Dendam Winarsih

Narsih Menyeramkan



Narsih Menyeramkan

0"Ka-kau siapa?" tanya pria itu.     

Narsih menatap tajam kearah lelaki itu. Hawa nafas Narsih membuat lelaki itu bergetar.     

Hahahahahah!     

Tawa Narsih begitu menakutkan. Pria itu mundur selangkah untuk melarikan diri. Namun, pria itu tidak bisa bergerak sama sekali, dia hanya diam mematung.     

Golok Narsih sudah berada di atas, dia bersiap untuk menebas pria itu. Dengan sekali ayunan pada golok, kepala pria itu lepas dari lehernya dan jatuh di depan Ian, Paijo dan Mang Dadang.     

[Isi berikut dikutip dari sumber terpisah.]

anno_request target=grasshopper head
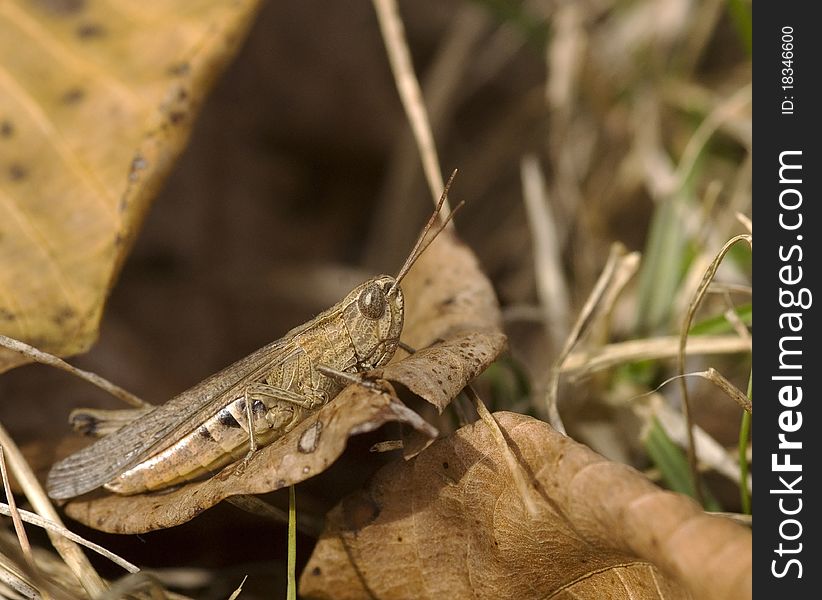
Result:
[343,275,404,370]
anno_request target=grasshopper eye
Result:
[357,283,385,319]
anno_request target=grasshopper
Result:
[47,172,462,500]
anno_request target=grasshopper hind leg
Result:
[69,406,154,437]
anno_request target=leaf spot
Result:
[297,421,323,452]
[60,87,86,106]
[9,163,29,181]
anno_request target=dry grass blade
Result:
[0,335,151,408]
[520,155,571,348]
[691,367,753,413]
[373,0,451,212]
[545,244,639,433]
[677,235,752,503]
[0,502,140,573]
[632,392,752,487]
[561,335,751,379]
[0,424,107,598]
[465,384,539,517]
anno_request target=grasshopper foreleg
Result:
[238,383,328,460]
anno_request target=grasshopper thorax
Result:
[342,275,404,371]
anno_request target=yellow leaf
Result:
[0,0,258,372]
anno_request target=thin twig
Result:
[0,335,152,408]
[0,445,37,570]
[373,0,451,212]
[0,423,106,598]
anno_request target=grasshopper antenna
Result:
[386,169,465,296]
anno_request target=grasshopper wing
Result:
[46,338,302,500]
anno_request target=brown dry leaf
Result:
[300,413,751,600]
[61,227,505,533]
[0,0,258,372]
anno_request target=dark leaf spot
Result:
[217,408,240,428]
[342,493,380,531]
[168,110,186,125]
[9,163,29,181]
[168,62,191,76]
[51,306,77,327]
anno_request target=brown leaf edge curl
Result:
[66,227,506,533]
[300,412,752,600]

"Mang, aku takut melihat Narsih, dia menakutkan," cicit Paijo.     

Mang Dadang menganggukkan kepalanya, dia juga merinding melihat kekejaman Narsih. "Narsih menyeramkan sekali dan kamu lihat dia tidak bisa meredam emosinya bila berhubung dengan pembunuh itu."     

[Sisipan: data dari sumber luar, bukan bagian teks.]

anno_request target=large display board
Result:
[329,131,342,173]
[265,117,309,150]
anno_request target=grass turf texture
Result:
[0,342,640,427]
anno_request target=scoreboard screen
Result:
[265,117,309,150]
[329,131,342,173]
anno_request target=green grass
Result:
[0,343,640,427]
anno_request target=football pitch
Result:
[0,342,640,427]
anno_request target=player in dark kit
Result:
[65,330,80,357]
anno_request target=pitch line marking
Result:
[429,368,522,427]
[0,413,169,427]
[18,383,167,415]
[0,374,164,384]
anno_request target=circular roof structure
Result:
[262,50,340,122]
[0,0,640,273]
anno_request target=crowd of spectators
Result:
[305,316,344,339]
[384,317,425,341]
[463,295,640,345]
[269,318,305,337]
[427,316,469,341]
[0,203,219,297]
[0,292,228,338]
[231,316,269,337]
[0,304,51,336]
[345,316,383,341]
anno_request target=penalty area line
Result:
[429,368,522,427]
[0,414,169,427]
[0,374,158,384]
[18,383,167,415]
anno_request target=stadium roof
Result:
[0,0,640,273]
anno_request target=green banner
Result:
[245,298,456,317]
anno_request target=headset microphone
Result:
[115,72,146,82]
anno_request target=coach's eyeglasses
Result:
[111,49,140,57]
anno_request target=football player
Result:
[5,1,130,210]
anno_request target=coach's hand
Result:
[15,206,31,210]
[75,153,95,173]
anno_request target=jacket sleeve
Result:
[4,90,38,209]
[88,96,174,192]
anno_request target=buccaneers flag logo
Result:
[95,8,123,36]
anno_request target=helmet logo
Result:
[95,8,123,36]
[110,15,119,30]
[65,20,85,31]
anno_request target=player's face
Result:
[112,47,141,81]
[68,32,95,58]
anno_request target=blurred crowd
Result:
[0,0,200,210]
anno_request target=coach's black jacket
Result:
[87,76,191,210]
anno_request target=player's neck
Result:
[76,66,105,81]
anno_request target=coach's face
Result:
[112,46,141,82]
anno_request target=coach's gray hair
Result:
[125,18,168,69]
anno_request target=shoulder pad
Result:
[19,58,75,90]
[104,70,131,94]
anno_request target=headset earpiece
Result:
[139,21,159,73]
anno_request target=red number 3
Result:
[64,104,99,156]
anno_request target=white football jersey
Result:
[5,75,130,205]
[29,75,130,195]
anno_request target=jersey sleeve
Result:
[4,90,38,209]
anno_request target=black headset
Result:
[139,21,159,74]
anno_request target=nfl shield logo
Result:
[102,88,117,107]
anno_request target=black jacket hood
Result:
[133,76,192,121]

Paijo pun mengerti sakit hati Winarsih, sebagai manusia juga akan sakit hati, bila kerabat kita dibunuh.     

Narsih melihat kearah Paijo dan Mang Dadang. Kedua orang itu menelan salivanya. Narsih mendekati keduanya dan tersenyum kecil lalu dia menghilang seketika.     

"Ayo Mang kita pulang segera. Jangan lama di sini. Nanti kita jadi saksi di sini," Paijo mengajak Mang Dadang untuk pergi.     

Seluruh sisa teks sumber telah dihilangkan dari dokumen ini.